The facts of Cutler were, but for the lapse of time between the events, well within the common scheme or plan exception utilized in numerous Missouri decisions to approve use of evidence of uncharged crimes. The defendant had obtained money from the same photographer in both instances, the same purpose to use young girls in lewd postures was the object and in each case, the defendant had procured her own daughters as subjects. Despite this, however, the case stands for the proposition that linkage to a common scheme or plan will cease upon passage of time between the events. Unfortunately, this feature has been overlooked in most if not all of the decisions since Cutler and has further clouded the issue of admissibility of questioned and prejudicial evidence in sex crimes cases.
Again returning to the subject case, we perceive no factual basis upon which the state may validly contend that the challenged evidence by Danny Shipley was admissible under the common scheme or plan exception. Apart from this, however, under Cutler, proof of events which occurred twenty-three or twenty-four years prior to the date of the current alleged offense are time barred under the remoteness doctrine. Evidence of aberrant sexual conduct between appellant and Danny Shipley was prejudicial to appellant, it was inadmissible under the common scheme or plan exception to the rule barring evidence of uncharged crimes and it also was too remote in point of time to be of probative value in the subject prosecution. The trial court erred in admitting the evidence over appellant’s objection. The conviction must therefore be reversed.

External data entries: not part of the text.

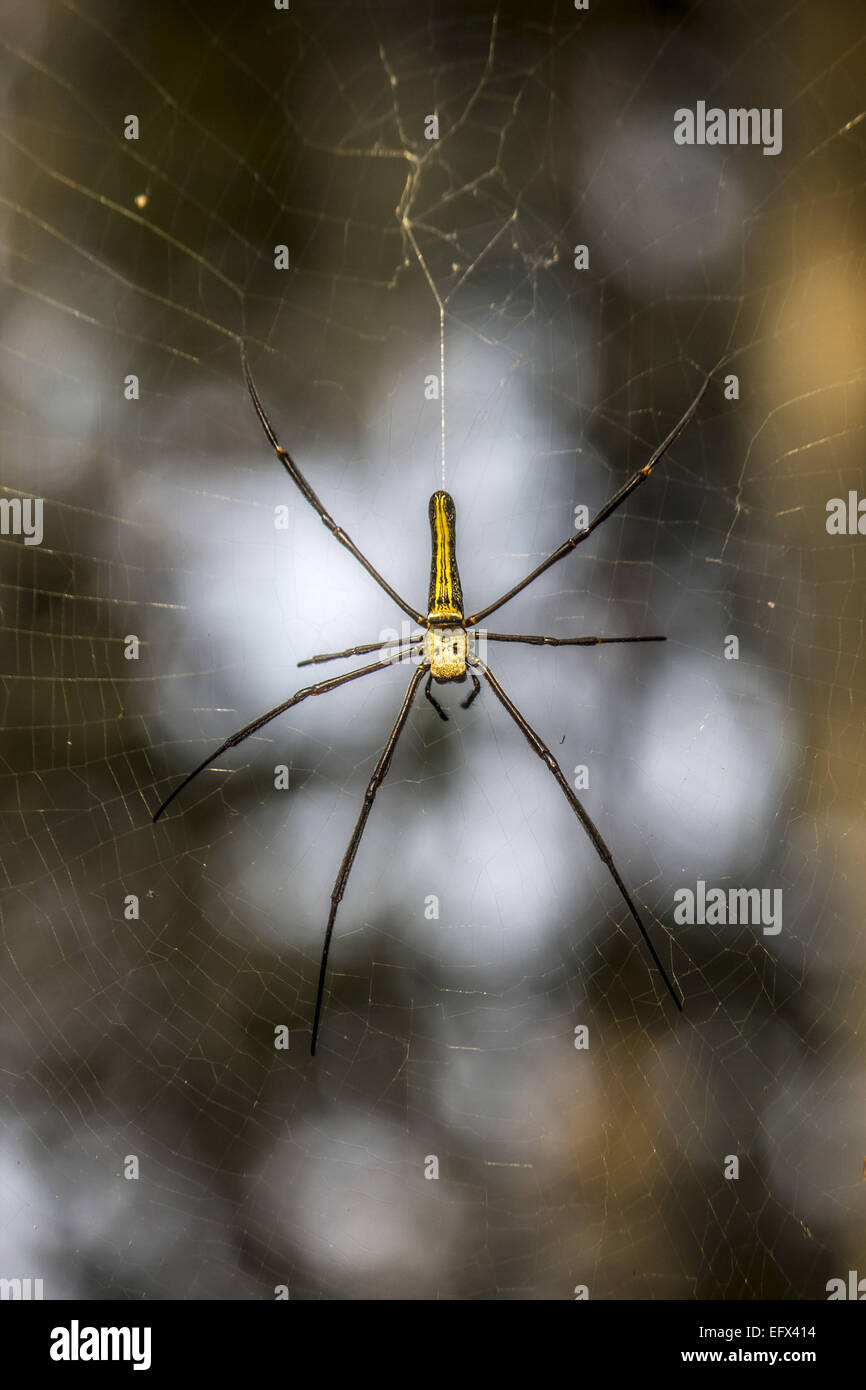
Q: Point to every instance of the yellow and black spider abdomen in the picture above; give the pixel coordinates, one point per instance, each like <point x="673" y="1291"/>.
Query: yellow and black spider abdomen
<point x="445" y="599"/>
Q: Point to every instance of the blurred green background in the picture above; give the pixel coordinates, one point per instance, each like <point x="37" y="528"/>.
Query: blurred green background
<point x="153" y="1036"/>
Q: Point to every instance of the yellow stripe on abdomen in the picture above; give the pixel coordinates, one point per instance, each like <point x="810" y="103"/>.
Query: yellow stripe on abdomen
<point x="445" y="599"/>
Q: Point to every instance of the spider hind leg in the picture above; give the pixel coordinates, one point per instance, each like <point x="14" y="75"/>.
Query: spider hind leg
<point x="434" y="701"/>
<point x="464" y="704"/>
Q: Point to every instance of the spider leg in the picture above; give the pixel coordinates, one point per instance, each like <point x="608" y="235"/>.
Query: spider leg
<point x="307" y="491"/>
<point x="601" y="516"/>
<point x="464" y="704"/>
<point x="360" y="651"/>
<point x="567" y="641"/>
<point x="266" y="719"/>
<point x="546" y="756"/>
<point x="434" y="701"/>
<point x="339" y="886"/>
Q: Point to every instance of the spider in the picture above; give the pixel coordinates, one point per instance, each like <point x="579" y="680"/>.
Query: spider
<point x="444" y="653"/>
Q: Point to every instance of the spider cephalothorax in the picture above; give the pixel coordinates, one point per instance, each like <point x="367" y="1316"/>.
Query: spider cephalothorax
<point x="442" y="652"/>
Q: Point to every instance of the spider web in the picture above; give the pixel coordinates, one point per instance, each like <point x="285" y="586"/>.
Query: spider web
<point x="451" y="1036"/>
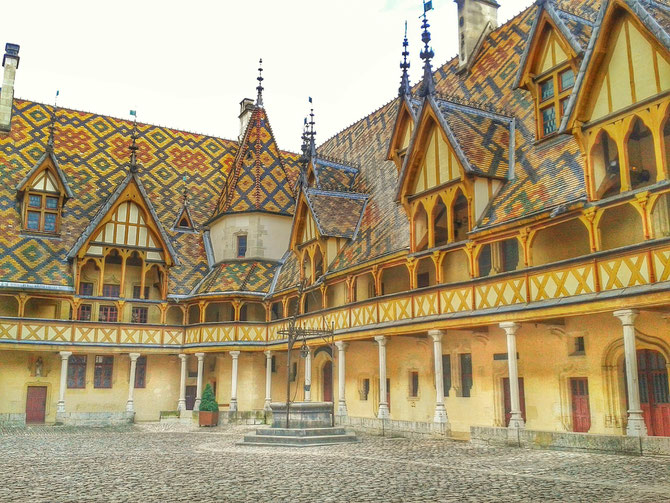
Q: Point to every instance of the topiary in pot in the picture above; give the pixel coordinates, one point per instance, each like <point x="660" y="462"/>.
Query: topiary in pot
<point x="209" y="409"/>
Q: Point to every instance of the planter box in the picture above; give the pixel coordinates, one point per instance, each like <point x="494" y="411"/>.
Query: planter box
<point x="208" y="418"/>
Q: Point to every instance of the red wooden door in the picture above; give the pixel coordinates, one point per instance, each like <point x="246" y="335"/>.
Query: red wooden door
<point x="36" y="403"/>
<point x="581" y="412"/>
<point x="654" y="394"/>
<point x="508" y="400"/>
<point x="327" y="380"/>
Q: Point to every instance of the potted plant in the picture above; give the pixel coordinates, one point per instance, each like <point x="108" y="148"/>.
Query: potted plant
<point x="209" y="409"/>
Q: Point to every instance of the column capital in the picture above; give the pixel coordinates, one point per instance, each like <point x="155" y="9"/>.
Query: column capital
<point x="341" y="345"/>
<point x="510" y="327"/>
<point x="436" y="335"/>
<point x="627" y="316"/>
<point x="381" y="339"/>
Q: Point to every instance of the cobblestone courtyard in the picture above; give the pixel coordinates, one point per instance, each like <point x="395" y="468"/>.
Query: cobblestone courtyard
<point x="153" y="463"/>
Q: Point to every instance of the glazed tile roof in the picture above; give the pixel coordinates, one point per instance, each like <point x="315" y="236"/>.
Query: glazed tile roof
<point x="238" y="276"/>
<point x="259" y="180"/>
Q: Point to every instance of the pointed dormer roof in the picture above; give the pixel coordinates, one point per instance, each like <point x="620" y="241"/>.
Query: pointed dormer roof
<point x="259" y="180"/>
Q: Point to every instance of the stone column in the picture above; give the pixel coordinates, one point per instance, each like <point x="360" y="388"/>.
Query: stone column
<point x="341" y="378"/>
<point x="268" y="379"/>
<point x="440" y="409"/>
<point x="308" y="376"/>
<point x="198" y="389"/>
<point x="516" y="419"/>
<point x="64" y="357"/>
<point x="383" y="412"/>
<point x="636" y="426"/>
<point x="181" y="404"/>
<point x="233" y="389"/>
<point x="130" y="407"/>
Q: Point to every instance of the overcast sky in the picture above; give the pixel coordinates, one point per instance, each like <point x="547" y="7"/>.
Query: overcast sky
<point x="187" y="65"/>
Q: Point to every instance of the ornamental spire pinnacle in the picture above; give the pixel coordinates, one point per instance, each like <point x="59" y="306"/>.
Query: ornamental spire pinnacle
<point x="428" y="85"/>
<point x="259" y="88"/>
<point x="405" y="88"/>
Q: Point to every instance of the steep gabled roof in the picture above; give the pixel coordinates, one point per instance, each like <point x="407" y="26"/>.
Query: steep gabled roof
<point x="259" y="180"/>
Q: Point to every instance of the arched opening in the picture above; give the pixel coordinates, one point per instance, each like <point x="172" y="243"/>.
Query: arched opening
<point x="9" y="306"/>
<point x="455" y="267"/>
<point x="459" y="217"/>
<point x="219" y="311"/>
<point x="440" y="223"/>
<point x="641" y="158"/>
<point x="194" y="314"/>
<point x="364" y="287"/>
<point x="605" y="166"/>
<point x="620" y="226"/>
<point x="573" y="237"/>
<point x="660" y="216"/>
<point x="174" y="316"/>
<point x="336" y="294"/>
<point x="420" y="228"/>
<point x="425" y="273"/>
<point x="395" y="279"/>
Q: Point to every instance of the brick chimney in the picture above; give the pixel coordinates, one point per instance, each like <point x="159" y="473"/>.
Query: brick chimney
<point x="246" y="109"/>
<point x="476" y="19"/>
<point x="11" y="62"/>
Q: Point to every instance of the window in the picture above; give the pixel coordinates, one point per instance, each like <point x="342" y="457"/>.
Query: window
<point x="108" y="313"/>
<point x="85" y="288"/>
<point x="413" y="384"/>
<point x="139" y="315"/>
<point x="111" y="290"/>
<point x="76" y="372"/>
<point x="446" y="373"/>
<point x="84" y="313"/>
<point x="141" y="372"/>
<point x="466" y="374"/>
<point x="137" y="290"/>
<point x="242" y="246"/>
<point x="102" y="377"/>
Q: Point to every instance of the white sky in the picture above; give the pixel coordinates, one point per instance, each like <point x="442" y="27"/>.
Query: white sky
<point x="187" y="65"/>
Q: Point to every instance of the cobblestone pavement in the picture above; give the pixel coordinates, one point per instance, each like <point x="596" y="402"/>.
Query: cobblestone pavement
<point x="179" y="463"/>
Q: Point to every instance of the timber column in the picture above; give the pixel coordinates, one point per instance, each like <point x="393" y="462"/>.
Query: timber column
<point x="341" y="378"/>
<point x="130" y="407"/>
<point x="233" y="389"/>
<point x="198" y="389"/>
<point x="440" y="409"/>
<point x="64" y="357"/>
<point x="636" y="426"/>
<point x="516" y="419"/>
<point x="383" y="412"/>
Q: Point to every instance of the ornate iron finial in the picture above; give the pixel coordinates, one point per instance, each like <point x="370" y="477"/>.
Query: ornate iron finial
<point x="428" y="85"/>
<point x="405" y="88"/>
<point x="259" y="88"/>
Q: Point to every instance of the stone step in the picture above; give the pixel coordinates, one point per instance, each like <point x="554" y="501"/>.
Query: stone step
<point x="300" y="432"/>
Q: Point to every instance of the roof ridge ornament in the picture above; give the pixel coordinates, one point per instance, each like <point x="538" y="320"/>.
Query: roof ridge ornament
<point x="405" y="88"/>
<point x="259" y="88"/>
<point x="428" y="84"/>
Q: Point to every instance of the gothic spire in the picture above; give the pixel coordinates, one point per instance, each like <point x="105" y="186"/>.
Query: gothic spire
<point x="428" y="85"/>
<point x="259" y="88"/>
<point x="405" y="88"/>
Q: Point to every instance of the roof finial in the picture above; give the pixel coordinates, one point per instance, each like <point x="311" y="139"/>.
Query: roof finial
<point x="405" y="88"/>
<point x="133" y="146"/>
<point x="428" y="85"/>
<point x="52" y="125"/>
<point x="259" y="88"/>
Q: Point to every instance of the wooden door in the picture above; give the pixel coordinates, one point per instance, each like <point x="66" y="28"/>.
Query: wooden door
<point x="327" y="381"/>
<point x="654" y="394"/>
<point x="190" y="396"/>
<point x="508" y="400"/>
<point x="581" y="412"/>
<point x="36" y="403"/>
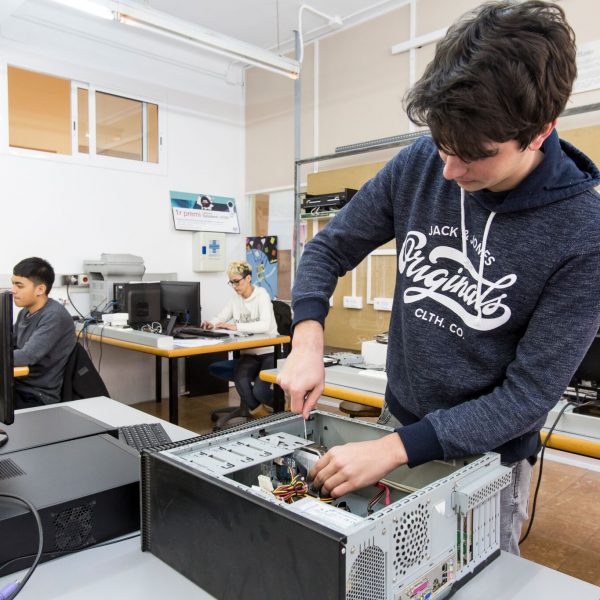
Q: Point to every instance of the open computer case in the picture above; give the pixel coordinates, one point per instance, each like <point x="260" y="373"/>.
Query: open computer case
<point x="207" y="512"/>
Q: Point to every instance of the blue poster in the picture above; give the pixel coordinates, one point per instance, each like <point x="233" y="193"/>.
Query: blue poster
<point x="203" y="212"/>
<point x="261" y="254"/>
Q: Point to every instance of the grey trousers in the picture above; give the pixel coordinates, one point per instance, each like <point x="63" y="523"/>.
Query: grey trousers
<point x="513" y="499"/>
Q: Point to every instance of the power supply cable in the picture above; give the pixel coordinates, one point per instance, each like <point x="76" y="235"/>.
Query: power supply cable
<point x="11" y="590"/>
<point x="58" y="553"/>
<point x="539" y="479"/>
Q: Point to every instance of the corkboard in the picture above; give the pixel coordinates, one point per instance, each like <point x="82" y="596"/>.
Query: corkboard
<point x="346" y="327"/>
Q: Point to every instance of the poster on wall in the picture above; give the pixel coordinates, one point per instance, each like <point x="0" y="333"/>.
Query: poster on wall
<point x="261" y="254"/>
<point x="204" y="212"/>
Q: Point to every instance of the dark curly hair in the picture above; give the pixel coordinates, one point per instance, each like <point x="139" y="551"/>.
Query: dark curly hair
<point x="502" y="72"/>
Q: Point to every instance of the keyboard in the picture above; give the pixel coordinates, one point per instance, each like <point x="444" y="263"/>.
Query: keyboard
<point x="198" y="332"/>
<point x="144" y="435"/>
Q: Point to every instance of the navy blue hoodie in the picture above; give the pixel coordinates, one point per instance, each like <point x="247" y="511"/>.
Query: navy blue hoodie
<point x="497" y="295"/>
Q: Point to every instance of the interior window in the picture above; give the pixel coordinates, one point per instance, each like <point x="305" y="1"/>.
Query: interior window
<point x="39" y="111"/>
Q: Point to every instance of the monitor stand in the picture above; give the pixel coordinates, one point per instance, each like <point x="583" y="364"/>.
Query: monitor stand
<point x="171" y="325"/>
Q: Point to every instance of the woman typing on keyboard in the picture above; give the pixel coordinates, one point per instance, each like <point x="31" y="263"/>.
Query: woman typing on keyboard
<point x="250" y="311"/>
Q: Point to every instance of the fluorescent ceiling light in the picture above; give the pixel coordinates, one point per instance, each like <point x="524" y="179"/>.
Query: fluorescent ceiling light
<point x="167" y="26"/>
<point x="91" y="8"/>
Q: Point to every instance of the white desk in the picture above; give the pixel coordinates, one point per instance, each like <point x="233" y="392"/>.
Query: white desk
<point x="122" y="571"/>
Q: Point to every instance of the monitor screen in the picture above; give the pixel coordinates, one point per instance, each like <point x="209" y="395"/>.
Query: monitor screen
<point x="7" y="412"/>
<point x="142" y="302"/>
<point x="181" y="299"/>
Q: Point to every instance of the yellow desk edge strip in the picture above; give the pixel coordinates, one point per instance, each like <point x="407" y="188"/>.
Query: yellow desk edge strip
<point x="567" y="443"/>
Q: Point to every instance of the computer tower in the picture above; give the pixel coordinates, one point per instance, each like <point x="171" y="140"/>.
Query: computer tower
<point x="207" y="512"/>
<point x="86" y="491"/>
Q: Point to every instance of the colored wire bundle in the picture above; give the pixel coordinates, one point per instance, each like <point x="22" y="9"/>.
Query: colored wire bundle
<point x="384" y="490"/>
<point x="297" y="488"/>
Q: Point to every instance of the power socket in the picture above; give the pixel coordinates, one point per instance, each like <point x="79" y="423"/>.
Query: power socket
<point x="352" y="302"/>
<point x="383" y="303"/>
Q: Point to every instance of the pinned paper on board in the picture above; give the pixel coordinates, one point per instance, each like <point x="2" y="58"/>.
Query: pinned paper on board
<point x="203" y="212"/>
<point x="261" y="254"/>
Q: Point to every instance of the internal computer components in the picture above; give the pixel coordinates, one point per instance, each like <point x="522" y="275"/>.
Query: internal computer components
<point x="235" y="513"/>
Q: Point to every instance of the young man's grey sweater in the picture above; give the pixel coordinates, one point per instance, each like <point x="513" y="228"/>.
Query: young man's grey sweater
<point x="43" y="342"/>
<point x="495" y="304"/>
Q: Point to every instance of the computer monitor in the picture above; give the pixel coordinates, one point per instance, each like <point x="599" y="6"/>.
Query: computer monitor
<point x="7" y="406"/>
<point x="143" y="303"/>
<point x="181" y="302"/>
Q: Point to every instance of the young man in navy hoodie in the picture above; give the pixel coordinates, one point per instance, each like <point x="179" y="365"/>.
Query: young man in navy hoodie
<point x="497" y="227"/>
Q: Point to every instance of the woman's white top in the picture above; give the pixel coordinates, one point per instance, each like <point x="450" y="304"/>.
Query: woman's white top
<point x="251" y="315"/>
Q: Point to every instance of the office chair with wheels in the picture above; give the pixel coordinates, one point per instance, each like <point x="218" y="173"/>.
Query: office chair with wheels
<point x="80" y="377"/>
<point x="235" y="415"/>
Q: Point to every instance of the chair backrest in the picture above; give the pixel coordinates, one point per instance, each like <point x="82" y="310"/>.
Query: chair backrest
<point x="81" y="379"/>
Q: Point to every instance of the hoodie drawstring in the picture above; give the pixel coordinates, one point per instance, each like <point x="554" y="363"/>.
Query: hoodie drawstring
<point x="483" y="247"/>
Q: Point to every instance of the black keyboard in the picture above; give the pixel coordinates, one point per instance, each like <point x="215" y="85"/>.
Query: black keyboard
<point x="198" y="331"/>
<point x="144" y="435"/>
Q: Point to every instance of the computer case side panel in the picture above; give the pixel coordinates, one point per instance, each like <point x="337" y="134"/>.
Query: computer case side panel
<point x="234" y="545"/>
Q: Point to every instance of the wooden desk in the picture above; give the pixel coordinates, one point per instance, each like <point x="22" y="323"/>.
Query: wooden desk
<point x="172" y="354"/>
<point x="20" y="371"/>
<point x="577" y="434"/>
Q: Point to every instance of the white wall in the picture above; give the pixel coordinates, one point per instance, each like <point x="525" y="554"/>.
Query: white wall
<point x="66" y="211"/>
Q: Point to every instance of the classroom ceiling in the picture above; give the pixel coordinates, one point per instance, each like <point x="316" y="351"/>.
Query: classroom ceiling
<point x="270" y="23"/>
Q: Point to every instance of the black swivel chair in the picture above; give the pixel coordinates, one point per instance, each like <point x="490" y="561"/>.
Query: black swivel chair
<point x="236" y="415"/>
<point x="81" y="379"/>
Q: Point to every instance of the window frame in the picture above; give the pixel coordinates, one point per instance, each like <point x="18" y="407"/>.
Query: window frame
<point x="90" y="158"/>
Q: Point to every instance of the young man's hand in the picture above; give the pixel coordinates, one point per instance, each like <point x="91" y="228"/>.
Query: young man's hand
<point x="302" y="377"/>
<point x="357" y="465"/>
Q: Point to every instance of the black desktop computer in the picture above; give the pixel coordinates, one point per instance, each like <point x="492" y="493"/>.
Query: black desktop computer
<point x="180" y="301"/>
<point x="141" y="300"/>
<point x="85" y="490"/>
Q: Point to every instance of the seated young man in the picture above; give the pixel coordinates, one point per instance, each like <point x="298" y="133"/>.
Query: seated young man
<point x="44" y="334"/>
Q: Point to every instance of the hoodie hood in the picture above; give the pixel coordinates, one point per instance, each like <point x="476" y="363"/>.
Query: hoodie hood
<point x="564" y="173"/>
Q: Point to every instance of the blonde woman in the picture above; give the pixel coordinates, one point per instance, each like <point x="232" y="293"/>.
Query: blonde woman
<point x="250" y="311"/>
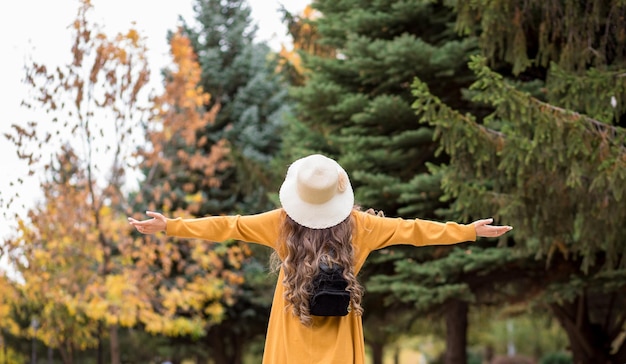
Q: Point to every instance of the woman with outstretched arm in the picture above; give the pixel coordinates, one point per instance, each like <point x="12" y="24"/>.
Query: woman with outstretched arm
<point x="321" y="241"/>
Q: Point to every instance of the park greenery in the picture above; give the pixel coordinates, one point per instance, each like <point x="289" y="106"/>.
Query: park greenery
<point x="444" y="110"/>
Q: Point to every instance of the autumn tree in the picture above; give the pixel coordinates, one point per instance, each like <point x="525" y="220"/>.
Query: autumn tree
<point x="80" y="148"/>
<point x="240" y="76"/>
<point x="182" y="163"/>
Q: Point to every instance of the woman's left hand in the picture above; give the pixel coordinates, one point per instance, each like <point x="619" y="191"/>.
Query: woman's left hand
<point x="485" y="230"/>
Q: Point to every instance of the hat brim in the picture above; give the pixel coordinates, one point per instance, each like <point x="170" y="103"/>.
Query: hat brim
<point x="315" y="216"/>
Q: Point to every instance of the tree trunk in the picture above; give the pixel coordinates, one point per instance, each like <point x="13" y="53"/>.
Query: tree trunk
<point x="377" y="352"/>
<point x="456" y="332"/>
<point x="115" y="345"/>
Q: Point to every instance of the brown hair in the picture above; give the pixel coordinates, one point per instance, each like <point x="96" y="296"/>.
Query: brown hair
<point x="304" y="249"/>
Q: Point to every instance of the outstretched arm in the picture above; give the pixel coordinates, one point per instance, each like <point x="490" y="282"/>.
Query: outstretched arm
<point x="485" y="230"/>
<point x="151" y="226"/>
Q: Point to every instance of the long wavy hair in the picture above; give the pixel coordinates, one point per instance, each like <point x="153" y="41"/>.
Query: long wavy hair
<point x="305" y="250"/>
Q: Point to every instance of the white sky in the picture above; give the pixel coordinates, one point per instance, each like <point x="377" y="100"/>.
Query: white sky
<point x="38" y="29"/>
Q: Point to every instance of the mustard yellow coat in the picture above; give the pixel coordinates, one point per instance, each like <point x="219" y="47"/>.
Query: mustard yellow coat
<point x="330" y="340"/>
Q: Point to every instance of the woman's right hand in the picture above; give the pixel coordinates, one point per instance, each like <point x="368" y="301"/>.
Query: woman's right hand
<point x="486" y="230"/>
<point x="150" y="226"/>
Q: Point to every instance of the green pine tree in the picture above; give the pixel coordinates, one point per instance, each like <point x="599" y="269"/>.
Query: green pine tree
<point x="559" y="177"/>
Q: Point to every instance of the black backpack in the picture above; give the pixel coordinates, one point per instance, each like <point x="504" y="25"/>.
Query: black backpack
<point x="329" y="297"/>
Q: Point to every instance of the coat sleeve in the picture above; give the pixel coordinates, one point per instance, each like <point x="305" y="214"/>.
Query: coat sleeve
<point x="261" y="228"/>
<point x="379" y="232"/>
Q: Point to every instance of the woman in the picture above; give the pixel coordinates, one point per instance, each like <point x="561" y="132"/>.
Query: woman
<point x="316" y="228"/>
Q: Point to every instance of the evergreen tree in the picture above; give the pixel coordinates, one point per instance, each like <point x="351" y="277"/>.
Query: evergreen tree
<point x="552" y="165"/>
<point x="356" y="104"/>
<point x="240" y="76"/>
<point x="247" y="103"/>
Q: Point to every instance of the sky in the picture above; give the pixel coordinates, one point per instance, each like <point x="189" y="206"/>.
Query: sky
<point x="38" y="30"/>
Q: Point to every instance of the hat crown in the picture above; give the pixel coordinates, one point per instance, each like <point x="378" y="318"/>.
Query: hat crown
<point x="316" y="192"/>
<point x="317" y="180"/>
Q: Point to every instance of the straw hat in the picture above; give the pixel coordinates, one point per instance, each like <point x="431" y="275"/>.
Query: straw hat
<point x="316" y="192"/>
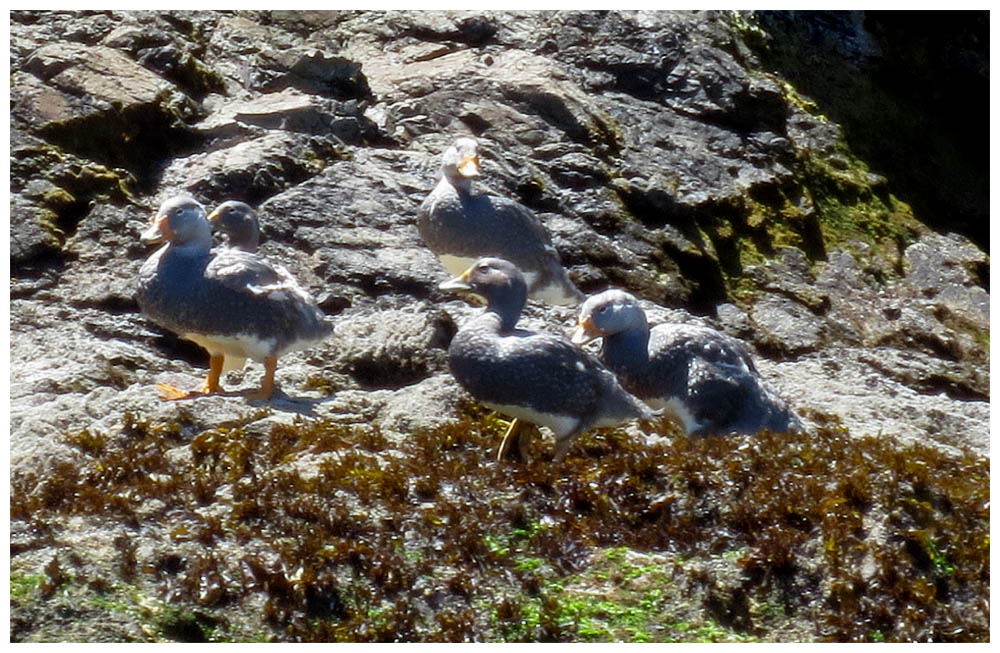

Because this case is to be remanded and may be retried, it is necessary to consider an additional point of error raised by appellant. He argues that the court erred when it permitted the state to call the victim, Charles Bennett, as a witness at trial after first introducing before the jury the victim’s videotaped statement.
The point is squarely ruled by
State v. Seever,
The conviction is reversed and the case is remanded for a new trial.
All concur.
Notes
. Charles Bennett was not in fact related to appellant. Charles was the son born of a prior marriage of Vickie Shipley who had subsequently married appellant’s stepson, Paul Shipley.